1

Why C + +, create a Unicode file if you try to write a structure like this in the file? Part of the code:

struct stEjemplo
{
    char cadena1[9];
    char cadena2[9];
};

Write what I write in cadena1 and cadena2 shows me something like this in the file:

㈱㐳㘵㠷㠀㘷㐵㈳o

Example:

fstream file("File.dat");
if(!file.is_open())
{
    file.open("File.dat", ios::in | ios::out | ios::trunc);
}
stEjemplo somest = {0};
strcpy(somest.origen, "SomeText");
strcpy(somest.destino, "SomeText");
file.clear();
file.seekg(0,ios::beg); //ios::end if existing information
file.write(reinterpret_cast< char*>(&somest), sizeof(stEjemplo));
file.close();

Results this:

潓敭敔瑸匀浯呥硥t

Note the "t" in final (is the "t" in final of the second "SomeText")

But if my structure was:

struct stEjemplo
{
    int number; //then I assign 1324
    char cadena1[9];
    char cadena2[9];
};

Results: , SomeText SomeText or

struct stEjemplo
{
    bool x; //then I assign true o false
    char cadena1[9];
    char cadena2[9];
};

would result something like: SomeText SomeText

EDIT:

If the 00 (NULL character) in hex editor is set in odd position (starting at 0, for example: 1, 3, 5, 7, 9, etc etc) I have the problem, but if the 00 is set in a pair position and is not preceded by another 00, the problem is solved.

Skl
  • 13
  • 3
  • Why a reinterpret_cast? – rubenvb Jul 02 '14 at 05:52
  • Similar to (char *) in C. reinterpret_cast is a c++ style cast. – Skl Jul 02 '14 at 06:01
  • check for struct alignment and `#pragma pack` – pepper_chico Jul 02 '14 at 06:02
  • the compiler is free to align members as he wishes if you don't say otherwise. – pepper_chico Jul 02 '14 at 06:03
  • Could you give me an example? i try it but the results is the same. – Skl Jul 02 '14 at 06:14
  • This seems like a locale issue.

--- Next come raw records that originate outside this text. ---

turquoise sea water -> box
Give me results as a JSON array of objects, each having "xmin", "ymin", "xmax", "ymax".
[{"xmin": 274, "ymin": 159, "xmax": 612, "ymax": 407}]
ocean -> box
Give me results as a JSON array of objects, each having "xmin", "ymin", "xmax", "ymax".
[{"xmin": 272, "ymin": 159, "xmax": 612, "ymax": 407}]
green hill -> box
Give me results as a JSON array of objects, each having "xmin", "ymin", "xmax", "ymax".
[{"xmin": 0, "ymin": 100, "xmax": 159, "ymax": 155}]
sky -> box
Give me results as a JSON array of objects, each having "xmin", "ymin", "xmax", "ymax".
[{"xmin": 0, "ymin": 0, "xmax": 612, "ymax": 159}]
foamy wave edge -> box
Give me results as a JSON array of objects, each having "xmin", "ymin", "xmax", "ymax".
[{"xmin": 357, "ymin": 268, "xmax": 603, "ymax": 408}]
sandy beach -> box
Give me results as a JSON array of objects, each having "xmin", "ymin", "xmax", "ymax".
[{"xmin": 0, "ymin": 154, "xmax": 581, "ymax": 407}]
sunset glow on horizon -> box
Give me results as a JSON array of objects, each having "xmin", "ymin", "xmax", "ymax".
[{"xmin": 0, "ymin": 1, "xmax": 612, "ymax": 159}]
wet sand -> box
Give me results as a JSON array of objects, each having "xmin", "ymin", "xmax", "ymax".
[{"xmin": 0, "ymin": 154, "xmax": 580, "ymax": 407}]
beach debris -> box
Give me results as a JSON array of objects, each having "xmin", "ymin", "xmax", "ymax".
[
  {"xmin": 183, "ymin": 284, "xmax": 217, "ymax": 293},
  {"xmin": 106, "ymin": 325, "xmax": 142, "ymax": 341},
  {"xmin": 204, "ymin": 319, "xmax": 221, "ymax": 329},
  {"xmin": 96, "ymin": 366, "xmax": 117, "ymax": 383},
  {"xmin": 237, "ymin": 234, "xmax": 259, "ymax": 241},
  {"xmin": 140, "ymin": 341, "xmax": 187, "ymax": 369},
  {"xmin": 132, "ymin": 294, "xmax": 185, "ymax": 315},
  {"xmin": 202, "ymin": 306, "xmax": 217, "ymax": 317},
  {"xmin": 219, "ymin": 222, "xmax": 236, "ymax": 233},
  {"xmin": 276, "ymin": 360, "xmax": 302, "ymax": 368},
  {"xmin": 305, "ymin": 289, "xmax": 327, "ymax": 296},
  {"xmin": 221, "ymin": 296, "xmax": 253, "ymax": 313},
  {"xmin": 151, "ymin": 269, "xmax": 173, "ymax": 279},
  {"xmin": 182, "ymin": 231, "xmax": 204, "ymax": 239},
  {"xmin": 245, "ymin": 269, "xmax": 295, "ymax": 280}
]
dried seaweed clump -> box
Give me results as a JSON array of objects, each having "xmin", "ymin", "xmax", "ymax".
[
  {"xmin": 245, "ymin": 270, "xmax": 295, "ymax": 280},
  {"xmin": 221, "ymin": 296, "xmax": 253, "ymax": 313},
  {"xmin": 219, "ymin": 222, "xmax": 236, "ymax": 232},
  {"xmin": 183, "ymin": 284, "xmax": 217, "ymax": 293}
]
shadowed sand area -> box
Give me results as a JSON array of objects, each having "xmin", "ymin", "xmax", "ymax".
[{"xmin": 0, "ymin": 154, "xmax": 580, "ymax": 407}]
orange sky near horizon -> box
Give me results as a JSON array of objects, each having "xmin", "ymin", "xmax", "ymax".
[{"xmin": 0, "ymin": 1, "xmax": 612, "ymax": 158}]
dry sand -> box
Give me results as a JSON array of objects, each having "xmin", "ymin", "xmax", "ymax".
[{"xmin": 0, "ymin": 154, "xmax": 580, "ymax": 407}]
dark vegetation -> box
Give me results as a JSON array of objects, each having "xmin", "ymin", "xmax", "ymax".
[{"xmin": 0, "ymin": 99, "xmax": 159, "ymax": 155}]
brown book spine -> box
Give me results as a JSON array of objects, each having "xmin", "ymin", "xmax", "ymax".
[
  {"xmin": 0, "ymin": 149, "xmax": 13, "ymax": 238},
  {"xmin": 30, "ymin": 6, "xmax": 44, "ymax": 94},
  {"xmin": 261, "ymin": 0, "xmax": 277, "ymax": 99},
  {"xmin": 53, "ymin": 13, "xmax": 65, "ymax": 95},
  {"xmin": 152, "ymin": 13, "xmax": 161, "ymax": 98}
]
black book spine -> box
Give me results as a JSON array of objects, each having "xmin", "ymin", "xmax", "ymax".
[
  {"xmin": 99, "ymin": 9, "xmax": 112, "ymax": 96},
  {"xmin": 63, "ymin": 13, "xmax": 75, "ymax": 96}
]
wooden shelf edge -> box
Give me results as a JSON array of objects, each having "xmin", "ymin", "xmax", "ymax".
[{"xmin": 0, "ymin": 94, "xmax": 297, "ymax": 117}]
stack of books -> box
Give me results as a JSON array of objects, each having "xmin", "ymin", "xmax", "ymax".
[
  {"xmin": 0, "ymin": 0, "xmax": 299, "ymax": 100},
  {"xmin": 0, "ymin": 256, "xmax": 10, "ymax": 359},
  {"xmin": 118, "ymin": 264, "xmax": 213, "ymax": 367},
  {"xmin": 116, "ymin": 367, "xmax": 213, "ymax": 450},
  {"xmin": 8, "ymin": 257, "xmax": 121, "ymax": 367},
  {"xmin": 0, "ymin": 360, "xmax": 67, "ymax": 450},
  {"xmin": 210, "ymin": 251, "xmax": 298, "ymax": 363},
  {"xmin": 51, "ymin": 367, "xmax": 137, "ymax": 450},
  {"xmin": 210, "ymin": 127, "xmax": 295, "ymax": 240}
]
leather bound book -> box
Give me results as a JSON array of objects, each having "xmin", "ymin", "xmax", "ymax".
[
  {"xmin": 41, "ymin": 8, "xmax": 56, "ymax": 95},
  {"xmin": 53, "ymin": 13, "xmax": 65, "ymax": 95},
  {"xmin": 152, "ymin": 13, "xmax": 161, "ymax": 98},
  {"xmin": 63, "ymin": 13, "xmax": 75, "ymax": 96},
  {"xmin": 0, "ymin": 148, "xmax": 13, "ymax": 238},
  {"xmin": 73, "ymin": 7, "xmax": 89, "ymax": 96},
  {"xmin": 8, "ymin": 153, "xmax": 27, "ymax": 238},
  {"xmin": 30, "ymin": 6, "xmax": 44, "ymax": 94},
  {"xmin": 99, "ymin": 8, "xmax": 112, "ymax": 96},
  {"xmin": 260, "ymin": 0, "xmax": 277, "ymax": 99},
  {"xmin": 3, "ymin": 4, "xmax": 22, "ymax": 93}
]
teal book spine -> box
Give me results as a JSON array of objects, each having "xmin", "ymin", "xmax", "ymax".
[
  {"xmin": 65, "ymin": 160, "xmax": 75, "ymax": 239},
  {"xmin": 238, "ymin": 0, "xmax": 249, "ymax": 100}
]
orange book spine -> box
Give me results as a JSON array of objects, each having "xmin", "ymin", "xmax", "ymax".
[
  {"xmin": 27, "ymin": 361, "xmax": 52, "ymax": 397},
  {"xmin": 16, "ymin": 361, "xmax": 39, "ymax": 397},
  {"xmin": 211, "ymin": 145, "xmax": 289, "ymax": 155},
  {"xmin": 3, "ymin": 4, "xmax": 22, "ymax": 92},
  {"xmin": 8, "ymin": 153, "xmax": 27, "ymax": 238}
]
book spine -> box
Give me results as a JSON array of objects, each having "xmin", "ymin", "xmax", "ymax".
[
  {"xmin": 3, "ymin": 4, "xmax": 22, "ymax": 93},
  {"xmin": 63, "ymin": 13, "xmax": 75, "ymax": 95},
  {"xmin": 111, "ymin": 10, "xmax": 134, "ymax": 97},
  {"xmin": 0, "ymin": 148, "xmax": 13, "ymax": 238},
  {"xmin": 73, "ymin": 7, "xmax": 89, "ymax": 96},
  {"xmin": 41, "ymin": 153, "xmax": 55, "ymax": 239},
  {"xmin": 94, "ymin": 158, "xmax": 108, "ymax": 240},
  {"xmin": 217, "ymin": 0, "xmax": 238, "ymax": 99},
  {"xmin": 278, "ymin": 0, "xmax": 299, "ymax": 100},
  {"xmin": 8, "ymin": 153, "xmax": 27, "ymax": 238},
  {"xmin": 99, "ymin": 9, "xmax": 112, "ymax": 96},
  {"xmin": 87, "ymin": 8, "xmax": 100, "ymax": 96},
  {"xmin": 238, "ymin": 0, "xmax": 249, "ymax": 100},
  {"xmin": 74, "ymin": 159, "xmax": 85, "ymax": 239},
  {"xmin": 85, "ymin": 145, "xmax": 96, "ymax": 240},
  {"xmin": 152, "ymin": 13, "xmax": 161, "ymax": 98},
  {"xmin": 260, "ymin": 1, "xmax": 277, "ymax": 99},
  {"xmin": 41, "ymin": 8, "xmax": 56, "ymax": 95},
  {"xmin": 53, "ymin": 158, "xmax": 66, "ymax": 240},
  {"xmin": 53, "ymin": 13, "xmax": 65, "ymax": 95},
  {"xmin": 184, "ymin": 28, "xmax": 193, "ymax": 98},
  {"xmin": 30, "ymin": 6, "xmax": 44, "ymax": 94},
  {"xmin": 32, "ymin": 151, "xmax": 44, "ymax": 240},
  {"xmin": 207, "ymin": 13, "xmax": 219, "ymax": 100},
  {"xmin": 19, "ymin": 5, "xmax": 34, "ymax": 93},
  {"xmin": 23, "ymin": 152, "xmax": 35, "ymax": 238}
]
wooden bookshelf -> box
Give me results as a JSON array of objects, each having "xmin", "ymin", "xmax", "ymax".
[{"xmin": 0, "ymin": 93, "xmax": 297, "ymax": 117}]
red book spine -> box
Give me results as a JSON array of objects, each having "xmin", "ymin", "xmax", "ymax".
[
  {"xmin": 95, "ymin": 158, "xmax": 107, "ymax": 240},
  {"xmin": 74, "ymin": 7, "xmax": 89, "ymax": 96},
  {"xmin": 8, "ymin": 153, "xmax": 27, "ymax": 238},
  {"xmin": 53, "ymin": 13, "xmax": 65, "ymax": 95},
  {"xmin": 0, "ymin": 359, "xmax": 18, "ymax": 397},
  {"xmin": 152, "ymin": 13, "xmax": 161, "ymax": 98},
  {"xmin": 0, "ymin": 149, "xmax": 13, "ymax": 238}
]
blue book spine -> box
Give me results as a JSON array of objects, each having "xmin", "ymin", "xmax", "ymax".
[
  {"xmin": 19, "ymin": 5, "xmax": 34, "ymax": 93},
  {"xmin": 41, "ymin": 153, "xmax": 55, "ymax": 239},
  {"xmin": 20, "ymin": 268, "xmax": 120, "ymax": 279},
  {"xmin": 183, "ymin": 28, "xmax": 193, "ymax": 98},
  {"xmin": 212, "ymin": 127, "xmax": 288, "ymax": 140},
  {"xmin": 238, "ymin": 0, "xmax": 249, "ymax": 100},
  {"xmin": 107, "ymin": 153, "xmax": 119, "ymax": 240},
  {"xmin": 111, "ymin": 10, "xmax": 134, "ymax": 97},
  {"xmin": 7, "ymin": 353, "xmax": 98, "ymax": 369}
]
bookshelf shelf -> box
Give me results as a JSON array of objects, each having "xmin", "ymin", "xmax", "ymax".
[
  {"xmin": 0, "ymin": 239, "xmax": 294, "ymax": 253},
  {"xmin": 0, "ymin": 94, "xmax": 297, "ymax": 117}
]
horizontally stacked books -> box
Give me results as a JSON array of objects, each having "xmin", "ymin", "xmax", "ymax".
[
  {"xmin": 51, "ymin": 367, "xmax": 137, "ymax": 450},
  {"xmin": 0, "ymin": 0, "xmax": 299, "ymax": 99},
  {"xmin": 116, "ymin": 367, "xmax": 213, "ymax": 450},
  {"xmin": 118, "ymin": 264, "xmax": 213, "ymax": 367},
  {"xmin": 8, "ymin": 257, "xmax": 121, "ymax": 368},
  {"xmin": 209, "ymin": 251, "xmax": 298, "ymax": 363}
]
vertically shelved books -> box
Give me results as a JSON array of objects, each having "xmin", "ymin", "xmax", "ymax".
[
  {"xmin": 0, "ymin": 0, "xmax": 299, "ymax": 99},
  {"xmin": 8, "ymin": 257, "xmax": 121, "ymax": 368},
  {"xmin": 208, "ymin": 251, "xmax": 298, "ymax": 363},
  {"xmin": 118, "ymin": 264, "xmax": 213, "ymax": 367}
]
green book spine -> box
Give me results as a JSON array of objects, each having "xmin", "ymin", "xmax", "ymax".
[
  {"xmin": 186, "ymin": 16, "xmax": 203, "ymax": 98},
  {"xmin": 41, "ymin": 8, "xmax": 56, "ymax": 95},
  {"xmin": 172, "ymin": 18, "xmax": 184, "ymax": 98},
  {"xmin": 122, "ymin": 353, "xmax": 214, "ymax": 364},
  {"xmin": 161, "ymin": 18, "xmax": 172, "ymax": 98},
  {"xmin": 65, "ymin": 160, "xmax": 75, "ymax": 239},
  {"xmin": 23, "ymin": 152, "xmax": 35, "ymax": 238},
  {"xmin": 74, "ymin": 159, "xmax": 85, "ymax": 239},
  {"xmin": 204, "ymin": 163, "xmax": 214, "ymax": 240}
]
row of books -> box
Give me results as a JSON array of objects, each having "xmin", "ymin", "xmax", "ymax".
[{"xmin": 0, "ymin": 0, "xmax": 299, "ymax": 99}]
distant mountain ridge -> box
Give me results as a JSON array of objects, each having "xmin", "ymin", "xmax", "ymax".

Try to imbue classic locale for encoding facet. – ALittleDiff Jul 02 '14 at 06:24
  • If you use `ostream::write` to write a `struct` to a file, use binary mode `ios::binary` and use `istream::read` to read it back. The resulting file would be binary data, not Unicode and not ASCII (there is no such thing as "ANSI file"). It would make little sense to open it in a text editor. If you want a text file, open in text mode and write strings. – n. 'pronouns' m. Jul 02 '14 at 06:49
  • Funny thing, if I do the same in another part of the project, it works as it should, that's weird. And about ANSI and UNICODE files, I put that because in Notepad (windows 7 btw) appears: Encoding: ANSI, UNICODE, UNICODE big endian, UTF-8. I used binary files, but by chance use text file. Let me try to see how it goes. – Skl Jul 02 '14 at 06:57
  • On ANSI: http://stackoverflow.com/questions/701882/what-is-ansi-format – n. 'pronouns' m. Jul 02 '14 at 07:06
  • @user3793540 ah yes, you're passing the structure. I would dare to say this is undefined behaviour because there may be padding added to the struct which you are ignoring. – rubenvb Jul 02 '14 at 07:10

3 Answers3

3

You are opening File.dat in your text editor as UTF-16LE when it quite clearly isn't, open it in plain ASCII or UTF-8 (or even use a hex editor) and you should see the strings.

潓敭敔瑸匀浯呥硥t corresponds to the UTF-16LE sequence

53 6F 6D 65 54 65 78 74 00 53 6F 6D 65 54 65 78 74 00

guess what this is when read as plain ASCII / UTF-8?

user657267
  • 19,343
  • 5
  • 50
  • 73
  • @user657257 Yes, buy I don't know why GCC inserts a "ff fe" at the beginning of cadena1[] If I fill all the string! Is the first time that I have a problem in that way. – Skl Jul 02 '14 at 09:29
  • @Skl GCC isn't adding the BOM, your editor is (Notepad presumably?). Delete `File.dat`, run the app again, and read the file with a hex editor or a another text editor like Notepad++. – user657267 Jul 02 '14 at 09:33
  • Yes, I'm use Notepad (Windows 7). On the other hand, I deleted all of the code that must treat the contents of the structure and the file and I've rewritten differently, certainly more orderly, and erased the file. I ran the program and now it appears: 潓敭敔瑸匀浯呥硥t (in the notepad appear rectangles), (my structure is the same). I opened it with the hex editor, grouped by bytes, and appears without BOM. But if grouped by WORDS (this agroup two bytes), appears as in Notepad (rectangles). Then opened it in Notepad++ and appears: SometextNULSometextNUL I guess the problem is already solved. Thanks. – Skl Jul 03 '14 at 22:32
0

This is a bad way of handling things. It may even be undefined behavior (due to padding of the struct members).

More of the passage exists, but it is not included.